Resta infatti plausibile che la Schlein intenda smarcarsi da un riformismo poco incisivo, rivestito da quel senso di “responsabilità” evocato continuamente da una dirigenza del partito e da amministratori locali troppo compresi del loro ruolo istituzionale e di governo. Piuttosto è chiaro che la Schlein vuole contendere a Giuseppe Conte e al Movimento 5 Stelle quelle sacche di disaffezione nei confronti della politica e di malcontento verso l’azione di governo che ormai caratterizzano il nostro elettorato. Sicché la sua segreteria seguirà una strategia politica che sempre più intenderà sottolineare la propria distanza da ogni fascinazione che l’azione di Matteo Renzi possa ancora ispirare.
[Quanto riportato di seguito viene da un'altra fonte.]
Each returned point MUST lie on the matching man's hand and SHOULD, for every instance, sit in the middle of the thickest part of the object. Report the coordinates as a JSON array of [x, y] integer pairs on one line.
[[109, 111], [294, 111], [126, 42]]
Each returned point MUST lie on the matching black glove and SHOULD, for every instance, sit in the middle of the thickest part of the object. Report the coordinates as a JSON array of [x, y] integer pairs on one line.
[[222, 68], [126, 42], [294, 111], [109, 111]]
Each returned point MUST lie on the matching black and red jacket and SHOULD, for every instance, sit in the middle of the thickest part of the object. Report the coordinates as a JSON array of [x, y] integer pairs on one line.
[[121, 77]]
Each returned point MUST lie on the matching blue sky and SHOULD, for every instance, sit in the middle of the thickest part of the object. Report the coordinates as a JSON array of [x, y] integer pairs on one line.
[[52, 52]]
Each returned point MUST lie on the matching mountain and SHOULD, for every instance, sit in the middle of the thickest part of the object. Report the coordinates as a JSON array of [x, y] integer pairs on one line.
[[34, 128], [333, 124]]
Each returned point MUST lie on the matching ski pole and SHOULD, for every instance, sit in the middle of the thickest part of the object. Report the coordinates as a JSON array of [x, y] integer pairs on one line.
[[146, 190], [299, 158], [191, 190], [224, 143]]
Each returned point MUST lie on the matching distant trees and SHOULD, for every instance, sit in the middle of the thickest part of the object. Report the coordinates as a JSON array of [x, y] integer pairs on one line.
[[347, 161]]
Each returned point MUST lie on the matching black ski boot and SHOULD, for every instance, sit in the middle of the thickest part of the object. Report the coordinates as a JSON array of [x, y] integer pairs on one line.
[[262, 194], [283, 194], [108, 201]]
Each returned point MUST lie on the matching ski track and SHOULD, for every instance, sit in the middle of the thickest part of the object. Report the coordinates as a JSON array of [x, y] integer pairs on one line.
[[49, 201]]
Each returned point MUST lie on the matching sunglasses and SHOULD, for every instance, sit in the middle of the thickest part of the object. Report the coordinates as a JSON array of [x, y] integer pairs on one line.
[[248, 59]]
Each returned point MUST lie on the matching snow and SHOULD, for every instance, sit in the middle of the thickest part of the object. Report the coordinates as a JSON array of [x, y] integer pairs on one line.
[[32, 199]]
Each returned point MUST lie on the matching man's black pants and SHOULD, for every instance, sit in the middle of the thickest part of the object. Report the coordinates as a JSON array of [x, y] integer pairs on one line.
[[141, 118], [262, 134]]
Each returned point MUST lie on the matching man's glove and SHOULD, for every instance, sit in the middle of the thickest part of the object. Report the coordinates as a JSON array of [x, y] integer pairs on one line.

Accanto a lei per il vero si è posta una parte consistente della classe dirigente del partito, da Andrea Orlando a Francesco Boccia, a Dario Franceschini che ne ha così esaltato la vittoria: “Un’onda travolgente cui nessuno credeva. Un’onda di speranze, di rabbia, di orgoglio, di entusiasmo che ha portato il popolo democratico a scegliere di farsi guidare verso il futuro da una giovane donna. Oggi inizia davvero una nuova storia”.

Dalla parte di Bonaccini si sono schierati primi cittadini come Dario Nardella, sindaco di Firenze, Giorgio Gori, sindaco di Bergamo, Matteo Ricci, sindaco di Pesaro, presidenti di regione come Michele Emiliano. E se accanto a Bonaccini si sono posti anche Lorenzo Guerini e Debora Serracchiani, non si deve dimenticare che Guerini è stato presidente della Provincia e sindaco di Lodi, e la Serracchiani ha ricoperto la carica di presidente della regione Friuli- Venezia Giulia. E se Nicola Zingaretti, già presidente del Lazio, si è schierato con la Schlein non bisogna dimenticare che, con lui a guidare il Nazareno, prese vita il il governo giallo-rosso. Forse che “l’onda travolgente” impersonata, secondo Franceschini, dalla Schlein si sia formata nel momento in cui la vecchia classe dirigente del Pd ha preso consapevolezza che, per conquistare l’elettorato, non basti più la retorica della “buona amministrazione” e servano idee marcatamente di sinistra?